The Clown Prince
The late Heath Ledger’s new and terrifying Joker has given a new class to the breed of villains in Hollywood.
A chilling hybrid: Heath Ledger as the Joker in The Dark Knight.
For someone who confessed to not being a comic book fan, the late Heath Ledger had intensely researched for his role as the Joker for Christopher Nolan’s movie ‘The Dark Knight,’ drawing inspiration from landmark graphic novels such as Frank Miller’s ‘The Dark Knight Returns’ (1986) and Alan Moore’s ‘Batman: The Killing Joke’ (1988). His Joker, a chilling hybrid of Sid Vicious’ punk rocker style and Dr. Hannibal Lecter’s deranged personality, has become one of the finest portrayals of the villainous character.

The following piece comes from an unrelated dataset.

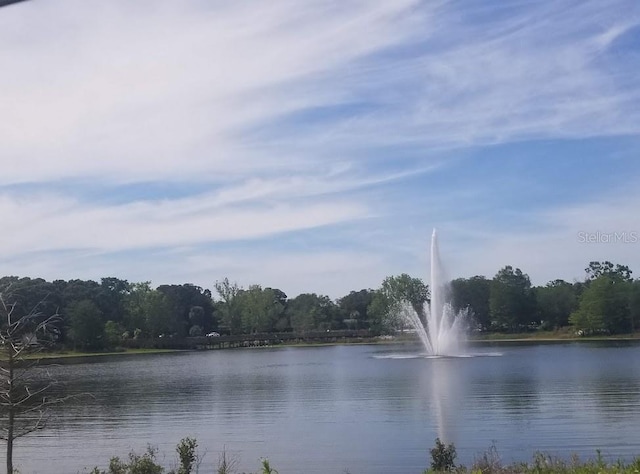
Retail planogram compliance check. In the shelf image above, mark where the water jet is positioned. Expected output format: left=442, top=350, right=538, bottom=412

“This city,” says the Joker, “needs a new class of criminals.” Indeed, that is what this new and terrifyingly improved Joker has given to the breed of villains in Hollywood – a new class. In fact, his performance has sparked a renewed interest in the character ever since the movie hit theatres this month.

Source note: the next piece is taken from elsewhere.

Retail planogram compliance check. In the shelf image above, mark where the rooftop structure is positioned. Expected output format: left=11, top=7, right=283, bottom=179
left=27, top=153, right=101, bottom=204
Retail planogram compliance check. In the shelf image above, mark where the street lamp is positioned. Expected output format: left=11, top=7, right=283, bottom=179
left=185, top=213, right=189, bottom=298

The persona of the Joker, or the Clown Prince of Crime as he is often referred to, has undergone many transitions since his first appearance in 1940. In the late 1950s and the ’60s, the character was portrayed merely as a prankster who wove anarchy into Batman’s world. But after Miller’s ‘The Dark Knight Returns,’ the Joker was reworked as a deeper character – a psychotic mass murderer who did it purely for the sheer pleasure of it.
In the same way, the Joker has undergone numerous transitions in the movie versions through every actor who has represented him. Cesar Romero’s depiction in the 1960s television series was a reflection of the character as he appeared in the comics at the time.
Jack Nicholson’s Joker in Tim Burton’s ‘Batman’ (1989) was a subtle shift that had shades of the prankster villain, but also assimilated the mass murder with ease, but Ledger’s interpretation in ‘The Dark Knight’ definitely pushed the character into a whole new dimension.
From prankster to a morally void agent of chaos, this Joker would give you nightmares.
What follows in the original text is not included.